UFFICIO NAZIONALE PER L'EDUCAZIONE, LA SCUOLA E L'UNIVERSITÀ
DELLA CONFERENZA EPISCOPALE ITALIANA

Negli ultimi 10 anni chiuse 1.162 scuole

Dal ‘13/’14 il sistema ha perso 684.261 alunni. Gli unici a crescere, gli immigrati: +132.682 studenti
3 Aprile 2024

Culle vuote, banchi vuoti, scuole chiuse. È questo, a cascata, uno degli effetti negativi dell’inverno demografico che, non da oggi, fa dell’Italia il secondo Paese più vecchio al mondo - dietro soltanto al Giappone - con il 24,5% della popolazione sopra i 65 anni, stando all’ultima rilevazione del Forum mondiale dell’Economia. Un dato che, nel medio e, soprattutto, nel lungo periodo avrà ricadute importanti sul sistema scolastico, soltanto in parte compensate dall’apporto delle famiglie immigrate. Che, comunque, in non pochi territori, risultano decisive per la tenuta del servizio scolastico locale.

Secondo i dati ufficiali del Ministero dell’Istruzione e del Merito, negli ultimi dieci anni la scuola statale è passata dai 7.878.661 alunni dell’anno scolastico 2013/2014 agli attuali 7.194.400, con una perdita secca di 684.261 iscritti, di cui 404.859 soltanto negli ultimi cinque anni. Contestualmente, sempre nella decade 2013/2014-2023/2024, sono state chiuse 1.162 sedi scolastiche (428 negli ultimi cinque anni), che sono passate da 41.483 a 40.321. E, secondo una proiezione di Tuttoscuola, altre 1.200 sedi scolastiche cesseranno di esistere entro il prossimo quinquennio, mentre nel 2033 l’Italia avrà 1 milione e 400mila studenti in meno. Al ritmo di «110-120mila ragazzi ogni anno», ha sottolineato lo stesso ministro Giuseppe Valditara agli ultimi Stati generali della natalità.

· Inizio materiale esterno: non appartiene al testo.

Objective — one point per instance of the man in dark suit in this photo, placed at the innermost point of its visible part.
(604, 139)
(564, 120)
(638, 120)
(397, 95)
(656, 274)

Gli unici dati in crescita sono quelli relativi agli studenti immigrati o con cittadinanza non italiana (anche se nati in Italia). Sempre per quanto riguarda le scuole statali, negli ultimi dieci anni sono passati dai 736.654 dell’anno scolastico 2013/2014, agli attuali 869.336, con un guadagno di 132.682 alunni, di cui 80.270 nell’ultimo quinquennio. Una presenza in costante aumento che non soltanto contribuisce a «rallentare il processo di invecchiamento» della popolazione, come certificato, anche ieri, dall’Istat, ma risulta fondamentale per il mantenimento del servizio scolastico soprattutto nelle aree interne.

Come racconta Noi Tv, è il caso dell’istituto “Bambini di San Giuliano” di Fabbriche di Vergemoli, comune italiano di 703 abitanti, sparso sui monti della Garfagnana, in provincia di Lucca. Dal 2017, l’amministrazione comunale aderisce al progetto Sistema accoglienza integrazione, che ha permesso a nuove famiglie migranti di stabilirsi sul territorio. Morale: oggi la scuola, tra infanzia e primaria, conta 30 bambini, di cui 8 di nazionalità straniera. «Abbiamo puntato sull’accoglienza di nuclei con bambini: questo ci ha permesso di salvare la scuola e ha sicuramente facilitato l’integrazione», ha commentato il sindaco Michele Giannini, intervistato da Noi Tv.

Il dibattito sulla presenza e sul contributo, nella scuola italiana, degli alunni “stranieri” - che, non va dimenticato, per il 67% sono nati in Italia - è ripreso negli ultimi giorni, con alcune dichiarazioni di esponenti del governo. Così, se il ministro delle Infrastrutture, Matteo Salvini, ha proposto un “tetto” del 20% agli immigrati in classe, il ministro Valditara ha fissato l’asticella al 50%, tornando anche ieri in argomento. «Dalla soluzione del problema della vera integrazione degli stranieri dipende il futuro della nostra comunità nazionale – ha scritto su X –. La scuola italiana che vogliamo è aperta a tutti, ma è profondamente ancorata al suo sistema valoriale. Non c’è futuro per una comunità che non abbia identità. Il punto vero è questo».

Un invito a «non dividere e differenziare» tra gli alunni arriva, però, dalle Acli. «Il cruccio che si ripresenta ogni qual volta si apre il dibattito sugli stranieri – si legge in una nota delle Associazioni cristiane lavoratori italiani – è aver mancato l’appuntamento con la Legge di riforma sulla cittadinanza in forza della quale gli alunni impropriamente definiti stranieri sarebbero già italiani».